9. Surprise full-body scans. “Step over here, please.” “Okay.” “Put your hands up like this.” “Okay… wait, why do I haaaaagghhhh! Damn you!” I’ve been tricked into airport full-body scans one time too many. Most recently, I stepped out of the machine and the security guy smiled at me and said, “Nice.”
10. The “Keep Calm and Carry On” signs. Don’t tell me how to live my life. Maybe I want to “Go Apeshit and Give Up.” It’s none of anyone’s damn business. These signs were originally meant to raise morale among the British public during World War II. Now they’re on mugs and the dorm walls of people I don’t like very much.
11. “Quirky.” Just cut to the chase and say, “Kat comes off as an empty, female-shaped shell occupied by a mustachioed British demon.”
12. That old lady that one time. I’d been walking down a delightful suburban street, listening to some Beck and generally minding my own business, when I looked up just in time to avoid bumping into a seemingly harmless old lady. Oh, sorry, I said, and kept walking. Something about her face stuck in my mind, and I thought to myself, Was she terrifying? I’ll just steal another look. I turned around and she was staring at me with an evil, toothless grin. I almost fell down, and then she laughed at me and walked away. That old lady that one time—I hate her.

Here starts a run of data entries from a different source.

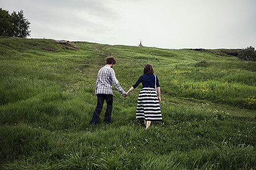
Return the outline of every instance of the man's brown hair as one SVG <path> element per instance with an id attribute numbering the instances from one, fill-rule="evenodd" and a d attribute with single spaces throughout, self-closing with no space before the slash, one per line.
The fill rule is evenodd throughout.
<path id="1" fill-rule="evenodd" d="M 106 59 L 107 65 L 111 65 L 111 64 L 115 65 L 115 63 L 116 63 L 115 59 L 114 57 L 109 57 L 107 58 Z"/>
<path id="2" fill-rule="evenodd" d="M 144 67 L 144 74 L 154 74 L 154 69 L 151 64 L 146 65 Z"/>

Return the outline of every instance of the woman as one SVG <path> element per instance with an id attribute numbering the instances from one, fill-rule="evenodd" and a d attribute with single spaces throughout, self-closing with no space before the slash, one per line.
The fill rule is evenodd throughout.
<path id="1" fill-rule="evenodd" d="M 144 120 L 146 129 L 148 128 L 151 121 L 162 121 L 162 114 L 159 102 L 161 101 L 160 86 L 158 78 L 154 75 L 151 65 L 147 64 L 144 68 L 144 74 L 138 79 L 136 83 L 126 92 L 128 95 L 139 83 L 142 83 L 143 88 L 138 99 L 136 118 Z M 156 87 L 158 97 L 155 88 Z"/>

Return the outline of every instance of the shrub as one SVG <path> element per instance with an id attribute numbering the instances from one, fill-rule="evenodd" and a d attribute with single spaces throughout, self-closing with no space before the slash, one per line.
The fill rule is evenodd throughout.
<path id="1" fill-rule="evenodd" d="M 242 49 L 239 53 L 238 57 L 243 61 L 256 61 L 256 51 L 251 46 Z"/>

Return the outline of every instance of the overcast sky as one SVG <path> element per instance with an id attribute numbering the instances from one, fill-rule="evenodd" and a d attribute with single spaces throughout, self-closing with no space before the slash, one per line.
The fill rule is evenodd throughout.
<path id="1" fill-rule="evenodd" d="M 167 49 L 256 48 L 255 0 L 0 0 L 31 38 Z"/>

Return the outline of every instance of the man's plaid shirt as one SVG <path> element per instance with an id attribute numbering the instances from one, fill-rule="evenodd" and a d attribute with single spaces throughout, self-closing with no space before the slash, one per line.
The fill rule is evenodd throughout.
<path id="1" fill-rule="evenodd" d="M 119 82 L 115 78 L 115 74 L 114 70 L 110 66 L 106 65 L 98 71 L 95 94 L 96 95 L 113 95 L 112 83 L 121 94 L 123 94 L 125 92 L 122 87 L 121 87 L 120 84 L 119 84 Z"/>

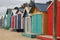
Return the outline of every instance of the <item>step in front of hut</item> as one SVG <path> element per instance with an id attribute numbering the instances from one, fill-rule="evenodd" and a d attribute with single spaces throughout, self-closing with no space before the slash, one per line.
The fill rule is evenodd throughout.
<path id="1" fill-rule="evenodd" d="M 30 37 L 30 38 L 36 38 L 36 34 L 33 33 L 23 33 L 22 36 Z"/>
<path id="2" fill-rule="evenodd" d="M 48 35 L 37 35 L 36 38 L 42 40 L 54 40 L 53 36 Z M 60 40 L 60 37 L 57 37 L 57 40 Z"/>

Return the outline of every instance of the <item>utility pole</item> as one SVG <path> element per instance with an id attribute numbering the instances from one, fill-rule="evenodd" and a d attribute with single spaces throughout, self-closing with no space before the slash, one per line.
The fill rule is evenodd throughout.
<path id="1" fill-rule="evenodd" d="M 56 36 L 56 27 L 57 27 L 57 0 L 54 0 L 54 40 L 57 40 Z"/>

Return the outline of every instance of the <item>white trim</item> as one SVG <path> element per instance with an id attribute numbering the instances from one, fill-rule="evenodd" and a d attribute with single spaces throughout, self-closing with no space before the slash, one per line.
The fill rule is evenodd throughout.
<path id="1" fill-rule="evenodd" d="M 53 4 L 53 2 L 50 3 L 50 5 L 48 6 L 48 8 L 50 8 L 50 6 L 51 6 L 52 4 Z M 48 8 L 47 8 L 47 9 L 48 9 Z"/>

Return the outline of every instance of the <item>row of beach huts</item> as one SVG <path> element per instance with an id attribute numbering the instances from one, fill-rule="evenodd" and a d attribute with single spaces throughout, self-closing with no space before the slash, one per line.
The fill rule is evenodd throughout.
<path id="1" fill-rule="evenodd" d="M 60 40 L 60 1 L 57 1 L 56 36 Z M 4 28 L 23 32 L 21 35 L 42 40 L 53 40 L 54 2 L 25 3 L 21 7 L 7 9 Z"/>

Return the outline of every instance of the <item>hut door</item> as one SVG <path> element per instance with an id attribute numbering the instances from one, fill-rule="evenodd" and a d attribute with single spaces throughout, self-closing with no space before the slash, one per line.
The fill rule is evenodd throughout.
<path id="1" fill-rule="evenodd" d="M 32 32 L 42 34 L 42 15 L 36 14 L 32 16 Z"/>
<path id="2" fill-rule="evenodd" d="M 37 33 L 37 29 L 36 29 L 36 15 L 32 16 L 32 33 Z"/>
<path id="3" fill-rule="evenodd" d="M 27 29 L 28 29 L 28 32 L 31 33 L 31 17 L 28 17 L 28 20 L 27 20 Z"/>
<path id="4" fill-rule="evenodd" d="M 18 14 L 18 29 L 21 29 L 21 14 Z"/>
<path id="5" fill-rule="evenodd" d="M 27 25 L 28 25 L 28 23 L 27 23 L 27 17 L 25 17 L 25 32 L 27 32 Z"/>
<path id="6" fill-rule="evenodd" d="M 42 14 L 37 15 L 37 33 L 42 34 Z"/>
<path id="7" fill-rule="evenodd" d="M 17 29 L 17 16 L 15 16 L 15 28 Z"/>

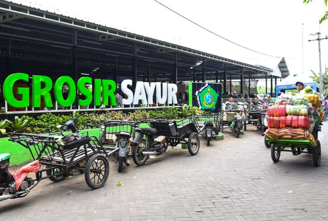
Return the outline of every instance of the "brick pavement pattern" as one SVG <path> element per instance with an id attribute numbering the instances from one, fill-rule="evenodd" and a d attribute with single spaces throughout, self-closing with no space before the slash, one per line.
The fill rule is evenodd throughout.
<path id="1" fill-rule="evenodd" d="M 0 221 L 326 220 L 327 127 L 319 132 L 318 167 L 305 153 L 282 152 L 273 163 L 251 125 L 238 139 L 227 131 L 209 147 L 202 140 L 195 156 L 171 149 L 143 166 L 124 165 L 121 173 L 111 162 L 98 189 L 78 173 L 43 181 L 26 197 L 0 203 Z M 117 187 L 119 181 L 126 182 Z"/>

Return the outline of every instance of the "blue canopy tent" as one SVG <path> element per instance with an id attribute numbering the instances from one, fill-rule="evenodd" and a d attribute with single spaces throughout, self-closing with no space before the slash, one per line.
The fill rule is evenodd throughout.
<path id="1" fill-rule="evenodd" d="M 309 76 L 299 76 L 297 74 L 290 75 L 283 79 L 279 84 L 276 85 L 276 93 L 277 94 L 279 92 L 285 92 L 286 90 L 295 90 L 296 91 L 296 85 L 295 83 L 298 81 L 303 82 L 304 87 L 308 85 L 313 90 L 319 92 L 319 84 L 313 80 Z"/>

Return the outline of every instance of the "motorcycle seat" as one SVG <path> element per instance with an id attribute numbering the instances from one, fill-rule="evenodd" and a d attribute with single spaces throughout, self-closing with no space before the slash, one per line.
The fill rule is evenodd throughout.
<path id="1" fill-rule="evenodd" d="M 131 134 L 127 131 L 122 130 L 118 132 L 117 135 L 121 137 L 130 137 Z"/>
<path id="2" fill-rule="evenodd" d="M 87 144 L 91 140 L 91 138 L 89 137 L 83 138 L 82 139 L 79 139 L 79 140 L 76 140 L 72 142 L 65 144 L 63 146 L 63 148 L 64 150 L 70 150 L 73 148 L 75 148 L 81 146 L 85 144 Z"/>
<path id="3" fill-rule="evenodd" d="M 138 131 L 139 129 L 140 131 Z M 155 128 L 138 128 L 136 131 L 142 133 L 149 133 L 150 134 L 154 134 L 157 132 L 157 130 Z"/>

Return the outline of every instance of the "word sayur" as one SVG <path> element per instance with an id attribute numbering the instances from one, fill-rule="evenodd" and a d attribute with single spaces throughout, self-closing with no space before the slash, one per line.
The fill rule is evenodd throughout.
<path id="1" fill-rule="evenodd" d="M 30 90 L 27 87 L 17 87 L 17 93 L 21 95 L 20 100 L 17 99 L 13 93 L 14 84 L 17 80 L 28 82 L 29 75 L 24 73 L 15 73 L 9 75 L 5 80 L 3 85 L 3 94 L 8 104 L 15 107 L 25 107 L 30 106 Z M 43 84 L 41 87 L 41 83 Z M 86 84 L 92 84 L 92 79 L 90 77 L 83 77 L 77 81 L 78 93 L 85 96 L 84 99 L 79 99 L 78 104 L 88 106 L 92 101 L 92 92 L 86 87 Z M 64 85 L 68 88 L 68 95 L 66 99 L 63 96 L 63 87 Z M 175 84 L 137 82 L 134 94 L 128 86 L 132 86 L 131 80 L 124 80 L 121 83 L 122 92 L 127 96 L 127 99 L 123 99 L 123 104 L 137 104 L 141 100 L 143 104 L 152 104 L 153 95 L 156 89 L 156 99 L 158 103 L 169 104 L 177 103 L 176 95 L 177 87 Z M 44 101 L 45 106 L 53 106 L 50 92 L 52 89 L 52 81 L 49 77 L 41 75 L 33 75 L 32 77 L 32 106 L 40 107 L 41 98 Z M 100 106 L 102 104 L 107 106 L 117 105 L 114 92 L 116 89 L 116 83 L 112 80 L 95 79 L 92 85 L 93 105 Z M 58 103 L 64 107 L 68 107 L 73 104 L 76 97 L 77 90 L 75 82 L 72 77 L 63 76 L 59 77 L 54 86 L 55 99 Z"/>

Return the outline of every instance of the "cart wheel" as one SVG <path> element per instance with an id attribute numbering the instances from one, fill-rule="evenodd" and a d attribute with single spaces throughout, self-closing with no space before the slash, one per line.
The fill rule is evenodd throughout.
<path id="1" fill-rule="evenodd" d="M 236 128 L 236 130 L 235 131 L 235 135 L 236 136 L 236 138 L 237 138 L 239 137 L 239 134 L 240 133 L 240 131 L 239 128 Z"/>
<path id="2" fill-rule="evenodd" d="M 85 166 L 84 178 L 89 187 L 98 189 L 105 184 L 109 174 L 108 160 L 103 155 L 97 154 L 90 158 Z"/>
<path id="3" fill-rule="evenodd" d="M 51 167 L 51 166 L 49 165 L 46 166 L 46 169 L 50 168 Z M 51 170 L 46 170 L 46 174 L 47 176 L 52 176 L 56 173 L 62 173 L 63 172 L 62 169 L 61 168 L 56 168 L 52 169 Z M 65 179 L 65 177 L 64 176 L 64 175 L 62 174 L 61 175 L 54 175 L 53 176 L 51 176 L 49 178 L 49 179 L 53 182 L 60 182 L 63 180 L 64 179 Z"/>
<path id="4" fill-rule="evenodd" d="M 118 157 L 118 168 L 117 171 L 121 172 L 123 168 L 123 161 L 124 160 L 124 157 Z"/>
<path id="5" fill-rule="evenodd" d="M 246 127 L 247 126 L 247 124 L 246 124 L 246 116 L 244 116 L 244 131 L 246 131 Z"/>
<path id="6" fill-rule="evenodd" d="M 269 141 L 266 140 L 266 138 L 265 137 L 264 137 L 264 144 L 265 144 L 265 146 L 268 148 L 270 148 L 271 147 L 271 144 L 269 143 Z"/>
<path id="7" fill-rule="evenodd" d="M 220 122 L 221 122 L 221 120 L 218 120 Z M 218 122 L 216 122 L 216 123 L 215 124 L 215 135 L 217 135 L 220 133 L 220 128 L 221 124 L 219 123 Z"/>
<path id="8" fill-rule="evenodd" d="M 198 134 L 193 132 L 188 138 L 188 151 L 192 155 L 196 155 L 199 150 L 199 137 Z"/>
<path id="9" fill-rule="evenodd" d="M 133 162 L 138 166 L 143 165 L 147 162 L 149 155 L 143 156 L 141 152 L 147 150 L 146 148 L 146 141 L 141 140 L 139 144 L 134 145 L 132 150 L 132 158 Z"/>
<path id="10" fill-rule="evenodd" d="M 315 141 L 316 144 L 315 145 L 312 151 L 312 159 L 314 166 L 320 166 L 320 162 L 321 161 L 321 145 L 319 140 L 316 140 Z"/>
<path id="11" fill-rule="evenodd" d="M 280 158 L 280 146 L 277 146 L 274 144 L 271 144 L 271 159 L 275 163 L 277 163 L 279 161 Z"/>
<path id="12" fill-rule="evenodd" d="M 103 144 L 102 141 L 103 132 L 102 131 L 100 131 L 100 133 L 99 133 L 99 142 L 100 143 L 100 144 Z"/>

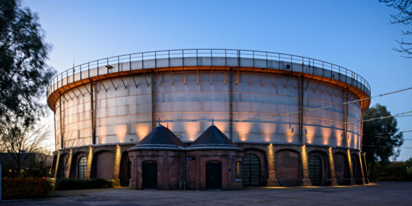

13. Mass texts from people you met once. No, I do not want to go to your “awes0me BBQ;).” Nor do I want to find you a roommate by the end of next month. I deleted you from my phone but that didn’t do any good, did it? Because now your texts just display a bunch of numbers instead of whatever your name is.
14. When I’m out of chickpeas.
15. People who hate cats. Do you hate babies? Do you hate bunny rabbits? Do you hate sea otters? Of course not, so why would you hate cats? I’ll tell you why. Because unlike other animals, cats know you’re a dick. You don’t hate cats; cats hate you. Especially Kat Dennings.